RAFT: Adapting Language Model to Domain Specific RAG (2403.10131v1)

Published 15 Mar 2024 in cs.CL and cs.AI

Abstract: Pretraining LLMs on large corpora of textual data is now a standard paradigm. When using these LLMs for many downstream applications, it is common to additionally bake in new knowledge (e.g., time-critical news, or private domain knowledge) into the pretrained model either through RAG-based-prompting, or fine-tuning. However, the optimal methodology for the model to gain such new knowledge remains an open question. In this paper, we present Retrieval Augmented FineTuning (RAFT), a training recipe that improves the model's ability to answer questions in a "open-book" in-domain settings. In RAFT, given a question, and a set of retrieved documents, we train the model to ignore those documents that don't help in answering the question, which we call, distractor documents. RAFT accomplishes this by citing verbatim the right sequence from the relevant document that would help answer the question. This coupled with RAFT's chain-of-thought-style response helps improve the model's ability to reason. In domain-specific RAG, RAFT consistently improves the model's performance across PubMed, HotpotQA, and Gorilla datasets, presenting a post-training recipe to improve pre-trained LLMs to in-domain RAG. RAFT's code and demo are open-sourced at github.com/ShishirPatil/gorilla.

PDF Abstract

Enhancing Domain Specific Retrieval-Augmented Generation with RAFT

Introduction

The adaptation of pre-trained LLMs to specific domains or applications remains a pivotal challenge in NLP. This challenge is particularly pronounced in scenarios where LLMs need to integrate new, possibly domain-specific knowledge post-training. The standard approaches involve fine-tuning LLMs with additional data or using Retrieval-Augmented Generation (RAG) techniques to augment LLM capabilities dynamically. However, the optimal strategy for efficiently and effectively imbuing LLMs with new knowledge remains an open research question.

RAFT Methodology

We introduce Retrieval Augmented Fine Tuning (RAFT), a novel training architecture designed to optimize LLMs' performance in answering questions in domain-specific RAG settings. At its core, RAFT trains models to differentiate and disregard non-essential documents (distractors) when provided with a set of retrieved documents, improving precision in answering questions. A key innovation in RAFT is its ability to cite directly from relevant documents, facilitating a chain-of-thought-style reasoning process. This approach is intended to not only enhance the model's reasoning capabilities but also its ability to leverage contextual information more effectively.

Experimental Setup

Our evaluation of RAFT spans a variety of datasets, including PubMed, HotpotQA, and Gorilla, which together encapsulate a wide range of domain-specific knowledge from biomedical research to software development frameworks. The benchmarks consistently show that models fine-tuned with RAFT outperform their counterparts that underwent standard supervised finetuning, both with and without the inclusion of RAG at inference time. Furthermore, RAFT's superiority is evident across different metrics, illustrating its robustness and versatility as a fine-tuning approach for domain-specific RAG.

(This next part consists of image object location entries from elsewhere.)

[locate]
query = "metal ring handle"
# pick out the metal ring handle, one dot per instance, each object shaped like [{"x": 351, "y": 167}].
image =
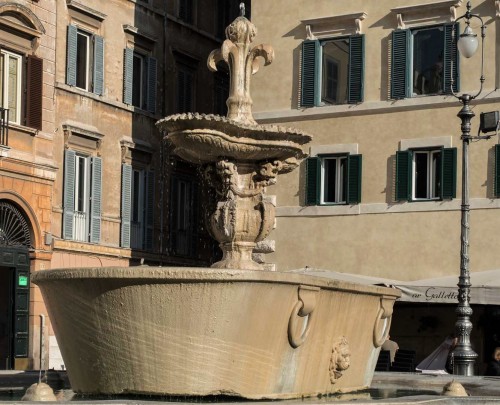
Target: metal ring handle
[{"x": 293, "y": 338}]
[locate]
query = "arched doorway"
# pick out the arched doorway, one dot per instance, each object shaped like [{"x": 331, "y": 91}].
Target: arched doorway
[{"x": 15, "y": 243}]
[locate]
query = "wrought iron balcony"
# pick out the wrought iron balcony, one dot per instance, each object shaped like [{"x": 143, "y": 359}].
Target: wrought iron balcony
[{"x": 4, "y": 126}]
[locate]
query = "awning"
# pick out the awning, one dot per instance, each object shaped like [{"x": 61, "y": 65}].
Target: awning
[{"x": 485, "y": 286}]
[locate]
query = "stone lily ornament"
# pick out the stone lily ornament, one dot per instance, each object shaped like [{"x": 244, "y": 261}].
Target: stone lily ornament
[{"x": 239, "y": 157}]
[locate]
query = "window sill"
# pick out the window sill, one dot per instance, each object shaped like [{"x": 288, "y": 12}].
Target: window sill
[
  {"x": 384, "y": 208},
  {"x": 369, "y": 107}
]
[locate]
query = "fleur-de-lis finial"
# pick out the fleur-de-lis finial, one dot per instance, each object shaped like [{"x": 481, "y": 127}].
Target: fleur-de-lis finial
[{"x": 242, "y": 61}]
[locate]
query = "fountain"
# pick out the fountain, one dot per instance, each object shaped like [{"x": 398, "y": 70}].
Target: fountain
[{"x": 233, "y": 329}]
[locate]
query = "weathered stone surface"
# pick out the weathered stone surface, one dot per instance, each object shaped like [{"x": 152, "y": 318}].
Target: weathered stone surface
[{"x": 192, "y": 331}]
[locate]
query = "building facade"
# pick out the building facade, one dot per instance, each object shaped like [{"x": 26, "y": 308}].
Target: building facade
[
  {"x": 379, "y": 195},
  {"x": 84, "y": 173}
]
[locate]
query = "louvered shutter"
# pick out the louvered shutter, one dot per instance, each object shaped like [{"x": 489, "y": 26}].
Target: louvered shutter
[
  {"x": 96, "y": 196},
  {"x": 356, "y": 68},
  {"x": 497, "y": 170},
  {"x": 71, "y": 55},
  {"x": 354, "y": 170},
  {"x": 313, "y": 166},
  {"x": 149, "y": 210},
  {"x": 309, "y": 96},
  {"x": 403, "y": 175},
  {"x": 34, "y": 88},
  {"x": 126, "y": 205},
  {"x": 128, "y": 75},
  {"x": 98, "y": 79},
  {"x": 451, "y": 59},
  {"x": 449, "y": 173},
  {"x": 400, "y": 64},
  {"x": 152, "y": 67},
  {"x": 69, "y": 193}
]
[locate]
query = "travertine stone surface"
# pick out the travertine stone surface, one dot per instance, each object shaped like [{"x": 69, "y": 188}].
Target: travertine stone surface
[{"x": 192, "y": 331}]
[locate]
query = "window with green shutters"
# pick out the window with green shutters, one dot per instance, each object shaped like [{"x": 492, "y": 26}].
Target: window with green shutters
[
  {"x": 426, "y": 174},
  {"x": 332, "y": 71},
  {"x": 424, "y": 61},
  {"x": 82, "y": 197},
  {"x": 139, "y": 80},
  {"x": 85, "y": 60},
  {"x": 333, "y": 179},
  {"x": 137, "y": 208}
]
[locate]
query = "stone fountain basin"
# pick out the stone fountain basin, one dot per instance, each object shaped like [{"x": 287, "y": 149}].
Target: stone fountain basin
[
  {"x": 194, "y": 331},
  {"x": 205, "y": 138}
]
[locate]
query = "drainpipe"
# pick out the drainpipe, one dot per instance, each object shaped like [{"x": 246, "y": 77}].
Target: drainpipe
[{"x": 42, "y": 342}]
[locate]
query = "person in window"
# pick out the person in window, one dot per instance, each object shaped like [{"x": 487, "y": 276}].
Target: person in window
[{"x": 493, "y": 368}]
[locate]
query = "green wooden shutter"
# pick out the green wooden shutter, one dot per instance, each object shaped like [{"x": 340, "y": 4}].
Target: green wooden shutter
[
  {"x": 449, "y": 173},
  {"x": 356, "y": 68},
  {"x": 497, "y": 171},
  {"x": 451, "y": 58},
  {"x": 354, "y": 169},
  {"x": 71, "y": 55},
  {"x": 313, "y": 166},
  {"x": 400, "y": 64},
  {"x": 34, "y": 83},
  {"x": 150, "y": 176},
  {"x": 126, "y": 205},
  {"x": 96, "y": 196},
  {"x": 128, "y": 75},
  {"x": 69, "y": 193},
  {"x": 310, "y": 74},
  {"x": 98, "y": 79},
  {"x": 403, "y": 175},
  {"x": 152, "y": 66}
]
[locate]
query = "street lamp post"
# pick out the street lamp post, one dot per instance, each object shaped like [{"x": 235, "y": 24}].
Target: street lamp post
[{"x": 463, "y": 355}]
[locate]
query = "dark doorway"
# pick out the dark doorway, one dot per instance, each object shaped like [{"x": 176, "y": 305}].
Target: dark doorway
[{"x": 6, "y": 323}]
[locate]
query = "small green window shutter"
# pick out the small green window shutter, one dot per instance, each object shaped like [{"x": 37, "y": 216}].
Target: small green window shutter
[
  {"x": 71, "y": 56},
  {"x": 96, "y": 196},
  {"x": 126, "y": 205},
  {"x": 403, "y": 175},
  {"x": 150, "y": 189},
  {"x": 152, "y": 84},
  {"x": 69, "y": 193},
  {"x": 451, "y": 59},
  {"x": 310, "y": 74},
  {"x": 497, "y": 170},
  {"x": 400, "y": 62},
  {"x": 98, "y": 79},
  {"x": 128, "y": 75},
  {"x": 354, "y": 169},
  {"x": 356, "y": 68},
  {"x": 449, "y": 173},
  {"x": 313, "y": 166}
]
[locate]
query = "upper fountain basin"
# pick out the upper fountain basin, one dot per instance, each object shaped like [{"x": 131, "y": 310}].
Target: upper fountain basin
[{"x": 205, "y": 138}]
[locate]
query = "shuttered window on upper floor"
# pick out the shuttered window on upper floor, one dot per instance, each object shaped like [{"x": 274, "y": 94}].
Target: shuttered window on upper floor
[{"x": 332, "y": 71}]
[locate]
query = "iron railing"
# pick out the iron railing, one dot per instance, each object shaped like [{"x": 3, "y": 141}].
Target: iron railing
[{"x": 4, "y": 126}]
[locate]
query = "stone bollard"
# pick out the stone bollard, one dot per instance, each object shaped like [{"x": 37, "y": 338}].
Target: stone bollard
[{"x": 39, "y": 392}]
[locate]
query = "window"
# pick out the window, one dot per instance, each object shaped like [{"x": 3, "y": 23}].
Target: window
[
  {"x": 426, "y": 174},
  {"x": 137, "y": 208},
  {"x": 15, "y": 90},
  {"x": 332, "y": 71},
  {"x": 82, "y": 197},
  {"x": 139, "y": 88},
  {"x": 85, "y": 60},
  {"x": 333, "y": 179},
  {"x": 183, "y": 223},
  {"x": 185, "y": 88},
  {"x": 424, "y": 60},
  {"x": 186, "y": 10}
]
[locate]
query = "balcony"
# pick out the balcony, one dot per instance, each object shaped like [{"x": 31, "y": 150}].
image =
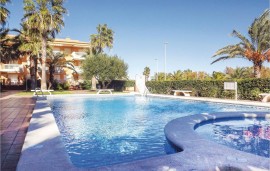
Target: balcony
[
  {"x": 57, "y": 51},
  {"x": 78, "y": 69},
  {"x": 58, "y": 70},
  {"x": 39, "y": 68},
  {"x": 78, "y": 55},
  {"x": 11, "y": 68}
]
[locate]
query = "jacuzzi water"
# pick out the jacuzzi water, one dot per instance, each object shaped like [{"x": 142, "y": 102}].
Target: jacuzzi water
[
  {"x": 248, "y": 135},
  {"x": 102, "y": 131}
]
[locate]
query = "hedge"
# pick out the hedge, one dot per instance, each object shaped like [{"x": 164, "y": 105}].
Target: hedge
[{"x": 248, "y": 89}]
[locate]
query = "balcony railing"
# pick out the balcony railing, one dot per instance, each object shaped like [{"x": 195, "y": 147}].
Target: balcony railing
[
  {"x": 78, "y": 69},
  {"x": 11, "y": 68},
  {"x": 58, "y": 70},
  {"x": 78, "y": 55}
]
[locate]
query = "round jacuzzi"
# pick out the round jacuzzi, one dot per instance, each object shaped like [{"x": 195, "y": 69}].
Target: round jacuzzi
[{"x": 250, "y": 135}]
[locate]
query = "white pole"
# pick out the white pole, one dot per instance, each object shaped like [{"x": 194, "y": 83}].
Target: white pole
[
  {"x": 165, "y": 56},
  {"x": 157, "y": 69}
]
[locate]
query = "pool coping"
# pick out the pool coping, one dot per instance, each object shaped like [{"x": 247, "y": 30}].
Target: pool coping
[{"x": 43, "y": 148}]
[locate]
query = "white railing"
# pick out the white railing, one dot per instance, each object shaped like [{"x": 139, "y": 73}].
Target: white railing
[
  {"x": 140, "y": 85},
  {"x": 39, "y": 67},
  {"x": 58, "y": 69},
  {"x": 11, "y": 68},
  {"x": 78, "y": 55},
  {"x": 78, "y": 69}
]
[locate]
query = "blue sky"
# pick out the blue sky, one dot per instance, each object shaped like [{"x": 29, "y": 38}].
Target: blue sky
[{"x": 194, "y": 29}]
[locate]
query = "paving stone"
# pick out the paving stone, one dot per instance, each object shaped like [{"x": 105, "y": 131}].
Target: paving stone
[{"x": 16, "y": 112}]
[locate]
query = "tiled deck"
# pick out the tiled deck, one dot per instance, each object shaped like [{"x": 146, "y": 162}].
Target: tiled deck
[{"x": 16, "y": 112}]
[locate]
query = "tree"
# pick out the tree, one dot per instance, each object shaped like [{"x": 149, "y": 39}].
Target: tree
[
  {"x": 46, "y": 18},
  {"x": 238, "y": 73},
  {"x": 103, "y": 39},
  {"x": 30, "y": 46},
  {"x": 4, "y": 12},
  {"x": 176, "y": 75},
  {"x": 146, "y": 73},
  {"x": 8, "y": 45},
  {"x": 256, "y": 49},
  {"x": 57, "y": 61},
  {"x": 105, "y": 68},
  {"x": 219, "y": 76}
]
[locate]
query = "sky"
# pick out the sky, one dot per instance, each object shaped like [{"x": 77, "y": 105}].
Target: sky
[{"x": 194, "y": 30}]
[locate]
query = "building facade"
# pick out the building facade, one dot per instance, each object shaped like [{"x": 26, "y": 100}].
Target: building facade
[{"x": 17, "y": 72}]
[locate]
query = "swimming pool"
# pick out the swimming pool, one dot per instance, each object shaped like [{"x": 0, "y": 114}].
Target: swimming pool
[
  {"x": 109, "y": 130},
  {"x": 250, "y": 135}
]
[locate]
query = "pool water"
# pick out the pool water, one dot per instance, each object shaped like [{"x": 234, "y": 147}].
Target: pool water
[
  {"x": 102, "y": 131},
  {"x": 248, "y": 135}
]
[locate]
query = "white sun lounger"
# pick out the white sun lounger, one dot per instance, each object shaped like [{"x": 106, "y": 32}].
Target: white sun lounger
[
  {"x": 265, "y": 97},
  {"x": 181, "y": 92},
  {"x": 42, "y": 91},
  {"x": 104, "y": 90}
]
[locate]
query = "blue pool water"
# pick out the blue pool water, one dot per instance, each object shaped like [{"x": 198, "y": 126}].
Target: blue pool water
[
  {"x": 99, "y": 131},
  {"x": 249, "y": 135}
]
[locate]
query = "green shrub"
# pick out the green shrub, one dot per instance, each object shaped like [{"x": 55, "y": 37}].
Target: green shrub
[
  {"x": 248, "y": 89},
  {"x": 65, "y": 86},
  {"x": 120, "y": 85},
  {"x": 86, "y": 85}
]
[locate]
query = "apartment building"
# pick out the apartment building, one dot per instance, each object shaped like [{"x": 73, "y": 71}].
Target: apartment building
[{"x": 16, "y": 72}]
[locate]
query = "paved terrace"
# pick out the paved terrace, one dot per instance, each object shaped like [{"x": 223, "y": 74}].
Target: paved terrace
[{"x": 15, "y": 114}]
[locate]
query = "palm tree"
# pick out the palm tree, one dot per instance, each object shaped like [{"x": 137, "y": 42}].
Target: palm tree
[
  {"x": 176, "y": 75},
  {"x": 30, "y": 46},
  {"x": 57, "y": 61},
  {"x": 146, "y": 73},
  {"x": 240, "y": 73},
  {"x": 101, "y": 40},
  {"x": 46, "y": 18},
  {"x": 256, "y": 49},
  {"x": 8, "y": 47},
  {"x": 4, "y": 12}
]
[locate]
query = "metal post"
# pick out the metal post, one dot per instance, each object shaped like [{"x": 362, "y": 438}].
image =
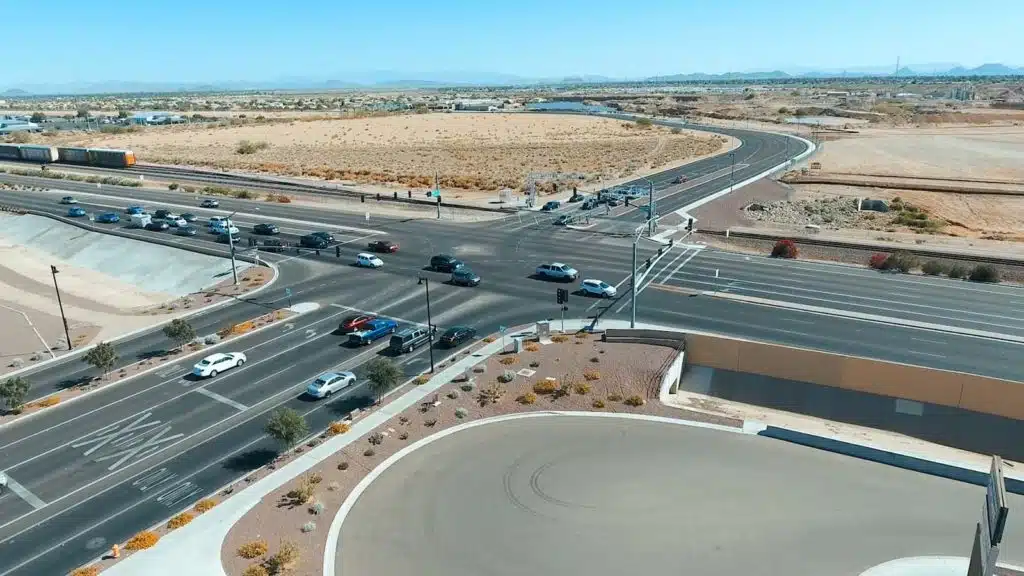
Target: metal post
[
  {"x": 633, "y": 287},
  {"x": 53, "y": 272}
]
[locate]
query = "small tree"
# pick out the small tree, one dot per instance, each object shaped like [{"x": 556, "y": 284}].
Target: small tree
[
  {"x": 784, "y": 249},
  {"x": 12, "y": 392},
  {"x": 383, "y": 375},
  {"x": 102, "y": 357},
  {"x": 180, "y": 332},
  {"x": 287, "y": 426}
]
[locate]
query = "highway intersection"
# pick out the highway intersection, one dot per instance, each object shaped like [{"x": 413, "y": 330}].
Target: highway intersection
[{"x": 97, "y": 469}]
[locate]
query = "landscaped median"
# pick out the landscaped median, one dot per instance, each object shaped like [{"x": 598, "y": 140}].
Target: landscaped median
[
  {"x": 112, "y": 370},
  {"x": 282, "y": 513}
]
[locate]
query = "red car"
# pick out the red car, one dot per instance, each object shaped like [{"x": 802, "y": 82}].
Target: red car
[
  {"x": 383, "y": 246},
  {"x": 354, "y": 323}
]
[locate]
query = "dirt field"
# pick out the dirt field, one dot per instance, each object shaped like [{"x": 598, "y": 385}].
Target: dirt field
[{"x": 483, "y": 152}]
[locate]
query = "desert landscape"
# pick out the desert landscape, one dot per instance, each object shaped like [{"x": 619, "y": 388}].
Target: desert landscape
[{"x": 468, "y": 152}]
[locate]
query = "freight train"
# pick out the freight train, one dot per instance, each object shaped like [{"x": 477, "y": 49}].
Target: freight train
[{"x": 85, "y": 156}]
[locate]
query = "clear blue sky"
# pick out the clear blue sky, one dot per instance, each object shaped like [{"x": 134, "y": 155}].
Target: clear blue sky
[{"x": 205, "y": 41}]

Implications and Future Directions

The RAFT training methodology has significant practical and theoretical implications for the field of natural language processing and AI at large. Practically, RAFT offers an efficient approach to imbue LLMs with domain-specific knowledge, enhancing their applicability and performance in specialized settings. Theoretically, the success of RAFT raises interesting questions about the role of distractor documents in model training and the importance of chain-of-thought reasoning for domain-specific knowledge integration.

Looking ahead, we anticipate that domain-specific RAG will garner increasing interest, both in academic research and industrial applications. The current trends suggest a shift towards smaller, domain-specialized models that can efficiently handle specific tasks, compared to more generic, larger models. RAFT represents a significant step forward in this paradigm, offering a viable pathway to harnessing the full potential of LLMs in domain-specific applications.

Conclusion

RAFT provides a promising new avenue for fine-tuning LLMs to enhance performance in domain-specific RAG tasks. By effectively leveraging distractor documents and incorporating chain-of-thought reasoning, RAFT allows models to utilize contextual information more accurately and efficiently. As we continue to explore the capabilities and limitations of LLMs, methodologies like RAFT will play a crucial role in unlocking the next generation of AI-driven applications, tailored to specific domains and challenges.